Doch vielleicht gibt es in HR 6819 noch ein drittes Objekt, das selbst keinerlei Licht abgibt: ein Schwarzes Loch. Für möglich halten das Experten seit dem Jahr 2009. Nun will einem Team um Thomas Rivinius von der Europäischen Südsternwarte ESO der endgültige Beweis gelungen sein: Die beiden Sterne in HR 6819 zögen ihre Bahnen um einen dunklen Giganten, der mindestens fünfmal so schwer wie unsere Sonne zu sein scheint, schreiben die Forscher im Fachmagazin »Astronomy & Astrophysics«.
Weit weg, aber doch ganz nah
Sollte das stimmen, wäre es das nächstgelegene Schwarze Loch, das Astronomen bisher aufgespürt haben. 1000 Lichtjahre sind zwar eine sehr große Distanz – im unvorstellbar großen Weltall umfasst die Strecke jedoch gerade einmal unsere erweiterte Nachbarschaft. Zum Vergleich: Bis zum Zentrum der Milchstraße, wo ein gigantisches Schwarzes Loch namens Sagittarius A* schlummert, sind es stolze 26 000 Lichtjahre.

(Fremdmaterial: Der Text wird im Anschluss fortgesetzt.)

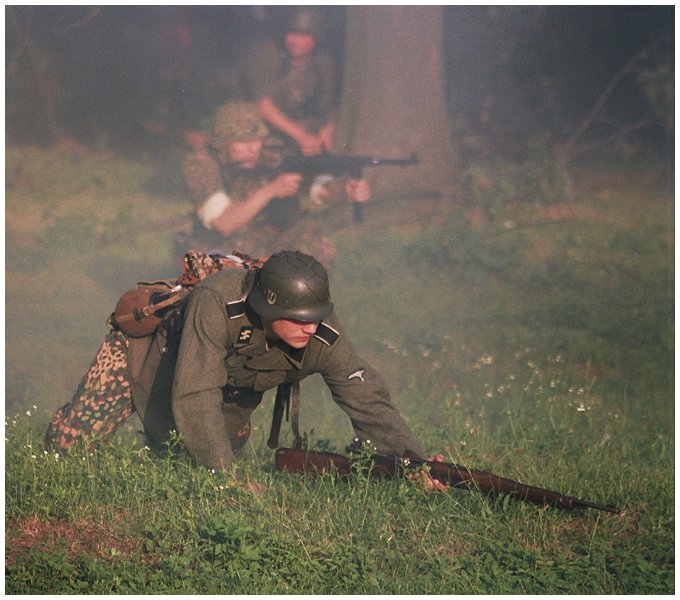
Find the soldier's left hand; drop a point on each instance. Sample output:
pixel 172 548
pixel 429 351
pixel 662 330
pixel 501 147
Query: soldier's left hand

Sagittarius A* ist ein Koloss mit Millionen »Sonnenmassen«, wie er sich nur im Herzen von Galaxien bildet. Doch kleinere Geschwister von ihm sollte es in der Milchstraße in Hülle und Fülle geben: Hochrechnungen gehen von hunderten Millionen »stellarer« Schwarzer Löcher aus, die jeweils aus dem Kollaps großer Sterne entstanden sein müssten. Bislang haben Astronomen aber lediglich ein paar Dutzend dieser Exemplare aufgespürt.

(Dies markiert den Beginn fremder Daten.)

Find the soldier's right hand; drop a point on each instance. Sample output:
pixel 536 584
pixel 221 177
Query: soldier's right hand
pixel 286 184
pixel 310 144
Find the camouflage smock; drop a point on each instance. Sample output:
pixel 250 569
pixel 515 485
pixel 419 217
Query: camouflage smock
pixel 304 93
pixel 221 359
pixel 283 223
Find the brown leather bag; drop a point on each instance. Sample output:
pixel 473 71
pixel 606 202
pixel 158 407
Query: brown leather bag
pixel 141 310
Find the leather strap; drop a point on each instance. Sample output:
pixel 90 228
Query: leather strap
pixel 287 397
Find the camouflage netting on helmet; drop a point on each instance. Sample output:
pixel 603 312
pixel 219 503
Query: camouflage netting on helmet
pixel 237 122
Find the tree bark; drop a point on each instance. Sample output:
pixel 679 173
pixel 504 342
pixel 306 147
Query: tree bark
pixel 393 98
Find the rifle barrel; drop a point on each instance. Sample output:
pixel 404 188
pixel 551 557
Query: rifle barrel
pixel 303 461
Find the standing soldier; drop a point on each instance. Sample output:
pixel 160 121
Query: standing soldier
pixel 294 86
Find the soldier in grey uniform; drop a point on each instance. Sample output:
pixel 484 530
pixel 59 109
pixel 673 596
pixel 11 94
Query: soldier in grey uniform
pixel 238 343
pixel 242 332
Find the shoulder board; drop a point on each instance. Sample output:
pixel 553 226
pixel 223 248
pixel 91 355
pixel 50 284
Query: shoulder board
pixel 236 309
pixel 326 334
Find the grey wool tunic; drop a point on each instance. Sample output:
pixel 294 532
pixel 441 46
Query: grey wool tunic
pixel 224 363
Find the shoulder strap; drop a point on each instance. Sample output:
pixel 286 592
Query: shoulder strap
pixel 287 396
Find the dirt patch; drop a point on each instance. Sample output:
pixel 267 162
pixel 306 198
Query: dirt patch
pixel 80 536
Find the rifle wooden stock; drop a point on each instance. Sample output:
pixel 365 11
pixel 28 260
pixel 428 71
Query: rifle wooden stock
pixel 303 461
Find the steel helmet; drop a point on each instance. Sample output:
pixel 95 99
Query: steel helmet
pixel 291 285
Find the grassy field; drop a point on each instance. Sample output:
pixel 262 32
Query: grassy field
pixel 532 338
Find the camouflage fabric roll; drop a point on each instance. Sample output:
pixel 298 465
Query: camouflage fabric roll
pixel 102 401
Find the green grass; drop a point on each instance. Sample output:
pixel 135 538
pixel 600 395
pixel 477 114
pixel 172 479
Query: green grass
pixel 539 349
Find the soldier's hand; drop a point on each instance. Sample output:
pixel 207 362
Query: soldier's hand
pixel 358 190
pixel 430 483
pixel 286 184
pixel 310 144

Kein Wunder, könnte man sagen, schließlich sind Schwarze Löcher per Definition so gut wie unsichtbar. Nur wenn sie Gas und Staub von einem besonders nahen Stern ansaugen, regen sie ihr Umfeld zum Leuchten an. Über diesen Umweg haben Wissenschaftler so gut wie alle bisher bekannten stellaren Schwarzen Löcher aufgespürt, etwa das im Sternsystem Cygnus X-1, 6000 Lichtjahre von der Erde entfernt.
Doch im Prinzip kann man Schwarze Löcher auch anhand ihrer Schwerkraft nachweisen – über die Art und Weise, wie sie die Bewegung benachbarter Sterne beeinflussen. Diesen Weg hat das Team um ESO-Forscher Rivinius gewählt: Aus der periodischen Verschiebung von Spektrallinien haben die Forscher die Bahnen der beiden Sterne in HR 6819 abgeleitet. Die Basis dafür bildeten Beobachtungsdaten aus den Jahren 1999 und 2004.
40 Tage für einen Umlauf
Einer der Sterne zieht demnach recht enge Kreise um das mutmaßliche Schwarze Loch, er braucht 40 Tage für einen Umlauf um den gemeinsamen Schwerpunkt. Der andere Partner bewegt sich deutlich weiter draußen: Er ist mindestens halb so weit vom Schwarzen Loch entfernt wie die Erde von der Sonne.
Ob das System HR 6819 wirklich so aussieht, wie es sich die Forscher vorstellen, ist noch offen. Hugues Sana von der KU Leuven in Belgien kritisiert beispielsweise die Analysetechnik, mit der die ESO-Wissenschaftler die Masse des inneren Sternbegleiters abgeschätzt haben. Das Verfahren sei fehleranfällig und verleite leicht zu falschen Schlussfolgerungen, schreibt Sana in einer Email an Spektrum.de. Chinesische Astrophysiker hatten damit bereits Ende 2019 ein ungewöhnlich schweres Schwarzes Loch in einem Sternsystem namens LB-1 aufgespürt, mussten dafür im Nachhinein aber harsche Kritik einstecken.
Aus Sicht vieler Experten ist das Exemplar in LB-1 entweder deutlich leichter als gedacht – oder es existiert überhaupt nicht. Ob das »erdnächste« Schwarze Loch in HR 6819 ähnlich umstritten sein wird, werden die nächsten Wochen und Monate zeigen. So oder so: Sollte es wirklich zig Millionen von ihnen in unserer Galaxie geben, wird ein Schwarzes Loch sicherlich früher oder später in unserer Nachbarschaft auftauchen.